I decided it is for Terry and me. My robe is 20 years old and I bought it at a garage sale. It’s heavy and comfy and if I write too much about it here, I’m apt to talk myself out of dumping it. (Maybe I should keep it as my winter robe. On some of those cold winter nights I have found such refuge in it. I also feel spiritual in it sometimes, because it has a hood and when I put it over my head, I feel like St. Francis.) Okay, okay it’s going in storage until November when my winter sweaters and coats come out of waiting.
Terry’s robe is another story. It’s downright scary! It is blue plaid velour and after the first washing it lost most of its “lour” and because the arms were too long he cut them off and insisted I didn’t need to hem his alteration project. So I didn’t, leaving the ends frayed in strings that grow longer with every washing.
The thing is, I never think to go bathrobe shopping and only when I’m pampered with a luxurious white terrycloth robe in a fancy hotel do I think it’s time to spring for a new “morning” look.
Terry and I have changed our routine this year and I don’t shower, dress and make our bed first thing in the morning anymore. Instead, we start the day around six with coffee by the fireplace (in winter) and now as it warms up, out on our deck. Then I fix our breakfast in my robe and pajamas. After breakfast we play four hands of Gin Rummy. We spend a good hour together in our robes and we are quite a site! St. Francis and the blue man.
Terry loves his robe, mostly because his daughter gave it to him as a gift about ten years ago. I don’t know about your husband, but Terry would never think to throw his robe in the laundry on his own. I swear he’d wear it for years without washing it.
I know robes are a very private and personal garment. They’re like a child’s blankey or a favorite teddy bear. Have you seen the condition of some of those children’s possessions? Terry’s robe looks just like a child’s well-worn blanket that’s been loved and drug around for a decade and he’s not about to wash out the personal essence of himself that has saturated every fiber of its being.

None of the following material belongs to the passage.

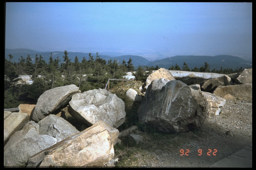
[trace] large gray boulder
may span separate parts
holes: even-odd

I want us to have matching white, terrycloth bathrobes, but Terry said, “We’ll look like patients at some clinic.” I don’t agree, I think we’ll not only look clean we’ll be clean! Since all our linens are white and I change them weekly, that would be the perfect time to wash our robes on a regular basis.
I’m going to snap a picture of us in our robes and maybe when Terry gets an objective look at us he’ll agree to the new “morning” look I’m after.